Taşınmaz yükü genellikle üzerinde yük bulunan gayrimenkulün ortadan kalkması ile sona erebilir. Örneğin; yük hakkı kullanılan gayrimenkul bir tarım arazisi ise imara açılarak üzerinde apartman inşa edildiğinde artık her yıl tarım arazisinden ürün paylaşılması yükümlülüğü olmadığı için hak sona erecektir. Haktan yararlanan kişinin vefatı gibi bir durum ile sözleşme tarafı olmaktan çıkması da hakkın ortadan kalkmasına neden olurken, yük sona erdiğinde de taşınmaz sahibi hak sahibinden yükün terkini talep edebilir.
Farklı bir yöntem de eğer gayrimenkulün sermaye değeri yük hakkı sahibi olan kişiye ödenirse, yükten kurtarma yapıldığı için taşınmaz yükü ortadan kaldırılır. Bu noktada ödeme yükün değeri çerçevesinde tapu sicilinde kaydedilmiş miktar ile sağlanır. Fakat burada hak sahibi aldığı ücretin gerçek değerden düşük olduğunu ispat edebilmektedir. Benzer şekilde alacaklı da taşınmaz sahibinden yükten kurtulma talebinde bulunabilir ve bazı şartlarda bir nevi değer alarak yükün ortadan kalkmasını sağlayabilir.

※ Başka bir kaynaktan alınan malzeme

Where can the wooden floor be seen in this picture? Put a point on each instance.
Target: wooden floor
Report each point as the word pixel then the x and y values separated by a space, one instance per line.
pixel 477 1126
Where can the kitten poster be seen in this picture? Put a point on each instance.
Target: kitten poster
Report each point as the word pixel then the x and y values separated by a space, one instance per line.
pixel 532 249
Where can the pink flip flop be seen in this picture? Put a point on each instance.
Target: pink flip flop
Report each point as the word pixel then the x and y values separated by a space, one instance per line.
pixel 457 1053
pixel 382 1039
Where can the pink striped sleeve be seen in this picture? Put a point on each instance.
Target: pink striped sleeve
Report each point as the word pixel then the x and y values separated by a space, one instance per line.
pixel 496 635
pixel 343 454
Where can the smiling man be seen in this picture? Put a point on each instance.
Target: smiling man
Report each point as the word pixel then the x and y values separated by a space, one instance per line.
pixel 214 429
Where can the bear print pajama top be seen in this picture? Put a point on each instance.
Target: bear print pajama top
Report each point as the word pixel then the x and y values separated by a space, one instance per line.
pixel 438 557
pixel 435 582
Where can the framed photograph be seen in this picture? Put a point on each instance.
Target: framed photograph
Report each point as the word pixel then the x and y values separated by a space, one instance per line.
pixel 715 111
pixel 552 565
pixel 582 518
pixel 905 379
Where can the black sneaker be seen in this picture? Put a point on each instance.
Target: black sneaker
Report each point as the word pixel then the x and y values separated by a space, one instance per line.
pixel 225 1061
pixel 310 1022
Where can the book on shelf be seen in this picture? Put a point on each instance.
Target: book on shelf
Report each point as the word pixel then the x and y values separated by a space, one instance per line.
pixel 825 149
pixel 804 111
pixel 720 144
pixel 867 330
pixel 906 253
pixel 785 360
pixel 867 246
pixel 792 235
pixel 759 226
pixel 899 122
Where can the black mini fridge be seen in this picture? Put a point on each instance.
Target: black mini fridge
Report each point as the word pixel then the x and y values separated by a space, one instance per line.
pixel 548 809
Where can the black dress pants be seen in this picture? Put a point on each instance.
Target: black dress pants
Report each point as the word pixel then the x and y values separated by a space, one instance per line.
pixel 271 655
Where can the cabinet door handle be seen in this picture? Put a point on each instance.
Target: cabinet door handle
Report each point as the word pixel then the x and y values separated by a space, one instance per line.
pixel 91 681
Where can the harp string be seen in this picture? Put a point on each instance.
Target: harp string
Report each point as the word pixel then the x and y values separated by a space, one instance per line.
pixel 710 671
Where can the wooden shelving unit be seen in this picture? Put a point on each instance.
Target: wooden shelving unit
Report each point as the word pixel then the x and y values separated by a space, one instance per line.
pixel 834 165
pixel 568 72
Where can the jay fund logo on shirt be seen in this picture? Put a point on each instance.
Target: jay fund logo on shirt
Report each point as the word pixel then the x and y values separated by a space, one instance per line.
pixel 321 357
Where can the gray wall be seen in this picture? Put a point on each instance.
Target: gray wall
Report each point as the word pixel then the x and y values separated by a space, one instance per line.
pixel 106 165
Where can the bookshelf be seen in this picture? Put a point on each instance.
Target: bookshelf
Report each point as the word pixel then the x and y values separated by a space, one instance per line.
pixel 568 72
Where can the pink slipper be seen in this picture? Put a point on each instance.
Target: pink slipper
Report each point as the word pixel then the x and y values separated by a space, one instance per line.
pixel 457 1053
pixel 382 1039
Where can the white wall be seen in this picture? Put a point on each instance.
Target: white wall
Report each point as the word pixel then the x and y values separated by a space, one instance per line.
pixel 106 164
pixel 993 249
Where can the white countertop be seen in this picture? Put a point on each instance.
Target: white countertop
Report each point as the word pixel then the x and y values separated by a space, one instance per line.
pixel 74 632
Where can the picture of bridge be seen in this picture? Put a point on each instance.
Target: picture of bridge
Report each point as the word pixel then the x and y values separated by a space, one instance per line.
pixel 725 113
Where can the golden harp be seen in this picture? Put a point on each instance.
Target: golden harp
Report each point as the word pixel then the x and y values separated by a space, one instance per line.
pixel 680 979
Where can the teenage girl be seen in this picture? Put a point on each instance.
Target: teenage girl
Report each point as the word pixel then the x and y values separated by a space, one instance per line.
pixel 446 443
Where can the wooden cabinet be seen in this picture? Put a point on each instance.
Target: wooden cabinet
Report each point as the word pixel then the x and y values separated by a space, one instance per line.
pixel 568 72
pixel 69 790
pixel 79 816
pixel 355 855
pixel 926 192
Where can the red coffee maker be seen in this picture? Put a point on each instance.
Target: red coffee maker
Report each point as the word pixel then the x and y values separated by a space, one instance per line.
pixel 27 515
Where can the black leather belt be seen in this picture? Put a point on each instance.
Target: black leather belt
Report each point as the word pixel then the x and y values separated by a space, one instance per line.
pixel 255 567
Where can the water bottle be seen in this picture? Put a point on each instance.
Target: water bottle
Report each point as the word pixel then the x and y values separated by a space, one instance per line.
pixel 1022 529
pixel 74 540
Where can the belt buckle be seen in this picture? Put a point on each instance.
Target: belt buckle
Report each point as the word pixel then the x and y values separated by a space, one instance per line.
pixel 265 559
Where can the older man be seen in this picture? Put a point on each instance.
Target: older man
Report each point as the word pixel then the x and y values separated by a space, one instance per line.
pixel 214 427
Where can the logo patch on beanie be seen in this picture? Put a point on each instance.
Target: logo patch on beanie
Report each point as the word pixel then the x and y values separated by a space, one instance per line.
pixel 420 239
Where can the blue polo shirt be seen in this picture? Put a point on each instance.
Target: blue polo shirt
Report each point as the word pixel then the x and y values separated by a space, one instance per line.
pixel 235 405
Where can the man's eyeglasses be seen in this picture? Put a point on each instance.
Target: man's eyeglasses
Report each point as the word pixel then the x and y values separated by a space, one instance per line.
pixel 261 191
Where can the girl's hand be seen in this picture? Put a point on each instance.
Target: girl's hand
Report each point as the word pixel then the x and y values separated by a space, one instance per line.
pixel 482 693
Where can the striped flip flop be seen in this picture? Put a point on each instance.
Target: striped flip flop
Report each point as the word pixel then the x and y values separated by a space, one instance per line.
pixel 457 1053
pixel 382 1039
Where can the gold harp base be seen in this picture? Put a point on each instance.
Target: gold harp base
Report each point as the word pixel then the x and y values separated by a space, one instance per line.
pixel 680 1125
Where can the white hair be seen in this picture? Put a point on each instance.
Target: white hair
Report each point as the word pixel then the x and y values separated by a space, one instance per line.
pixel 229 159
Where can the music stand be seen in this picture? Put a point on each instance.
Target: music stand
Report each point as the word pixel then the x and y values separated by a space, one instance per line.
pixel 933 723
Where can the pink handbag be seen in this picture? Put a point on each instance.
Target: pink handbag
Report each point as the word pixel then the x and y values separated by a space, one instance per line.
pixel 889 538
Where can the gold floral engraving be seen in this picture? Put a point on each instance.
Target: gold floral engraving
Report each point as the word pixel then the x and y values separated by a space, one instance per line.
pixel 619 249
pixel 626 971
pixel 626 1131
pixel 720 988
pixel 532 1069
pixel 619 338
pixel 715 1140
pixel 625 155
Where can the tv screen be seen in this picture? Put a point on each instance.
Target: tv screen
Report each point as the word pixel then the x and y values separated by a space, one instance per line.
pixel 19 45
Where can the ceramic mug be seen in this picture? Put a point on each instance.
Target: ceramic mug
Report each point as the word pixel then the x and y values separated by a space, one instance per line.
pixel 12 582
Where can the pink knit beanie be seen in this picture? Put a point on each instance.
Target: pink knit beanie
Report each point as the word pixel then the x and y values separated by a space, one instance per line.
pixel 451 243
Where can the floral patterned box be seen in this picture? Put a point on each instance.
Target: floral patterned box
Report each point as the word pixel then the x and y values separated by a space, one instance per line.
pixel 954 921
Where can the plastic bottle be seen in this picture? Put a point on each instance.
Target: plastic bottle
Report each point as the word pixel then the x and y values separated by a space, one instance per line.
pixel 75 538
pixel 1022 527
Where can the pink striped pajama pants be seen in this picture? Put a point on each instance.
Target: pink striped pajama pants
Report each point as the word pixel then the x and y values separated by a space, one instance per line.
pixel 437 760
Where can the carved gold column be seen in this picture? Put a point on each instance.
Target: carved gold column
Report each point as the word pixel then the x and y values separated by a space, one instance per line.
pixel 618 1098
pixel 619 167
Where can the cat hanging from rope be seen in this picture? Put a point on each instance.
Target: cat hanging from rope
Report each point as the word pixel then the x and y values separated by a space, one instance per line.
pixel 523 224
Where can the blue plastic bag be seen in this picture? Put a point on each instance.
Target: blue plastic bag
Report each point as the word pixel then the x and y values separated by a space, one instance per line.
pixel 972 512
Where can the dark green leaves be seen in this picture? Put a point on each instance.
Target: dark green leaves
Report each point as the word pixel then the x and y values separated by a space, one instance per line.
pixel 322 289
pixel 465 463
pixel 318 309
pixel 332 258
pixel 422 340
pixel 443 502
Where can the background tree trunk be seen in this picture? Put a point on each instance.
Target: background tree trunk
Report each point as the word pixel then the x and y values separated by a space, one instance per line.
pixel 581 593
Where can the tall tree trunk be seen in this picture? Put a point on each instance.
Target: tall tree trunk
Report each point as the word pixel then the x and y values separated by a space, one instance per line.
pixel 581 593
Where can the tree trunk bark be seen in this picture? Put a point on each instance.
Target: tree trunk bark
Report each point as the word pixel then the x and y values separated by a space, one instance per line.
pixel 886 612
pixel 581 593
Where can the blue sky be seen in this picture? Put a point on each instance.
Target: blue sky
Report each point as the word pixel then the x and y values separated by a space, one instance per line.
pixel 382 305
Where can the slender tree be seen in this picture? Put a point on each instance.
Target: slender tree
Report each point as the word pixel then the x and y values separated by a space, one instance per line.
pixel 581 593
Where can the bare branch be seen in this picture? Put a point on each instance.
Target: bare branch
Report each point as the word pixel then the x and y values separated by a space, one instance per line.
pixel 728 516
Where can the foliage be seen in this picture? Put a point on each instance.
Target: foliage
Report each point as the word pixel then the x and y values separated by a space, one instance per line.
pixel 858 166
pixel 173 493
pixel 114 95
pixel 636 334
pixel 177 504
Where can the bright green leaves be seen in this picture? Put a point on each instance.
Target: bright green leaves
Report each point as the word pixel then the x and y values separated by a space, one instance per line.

Bazı durumlarda taşınmaz yükü hakkı elde eden hak sahibi bu hakkı kötüye kullanım yolunu tercih ederse, sözleşme çerçevesinde anlaşma otomatik bir şekilde sona erebilir. Direkt olarak hak ortadan kalkmasa da hukuki yola başvurularak hakkın sona erdirilmesi talebi taşınmaz sahibi tarafından gerçekleştirilebilir. Ancak genellikle taraflar aralarında yaptıkları anlaşma ile yükün kaldırılmasını sağlayabildiği gibi yükün geçerliliği kalmadığında da anlaşmanın fesih edilmesi fırsatı doğabilir.

Sıkça Sorulan Sorular
Taşınmaz yükü ile ipotek farkı nedir?
İpotek borcun güvence altına alınması için taşınmaza bir şerh konması anlamına gelirken, taşınmaz yükü gayrimenkul sahibinin bir sorumluluk altında kalması için oluşturulur.
Taşınmaz yükü devri yapılabilir mi?
Mülkler üzerinde bulunan yükler belirli şartlar ile birlikte devredilebilir. Taşınmaz yükü benzer bir şekilde mülk üzerinde bulunduğu sürece servivüt yolu ile tapu sicilinde kayıtlı olduğu için devralan yeni gayrimenkul sahibine de geçer.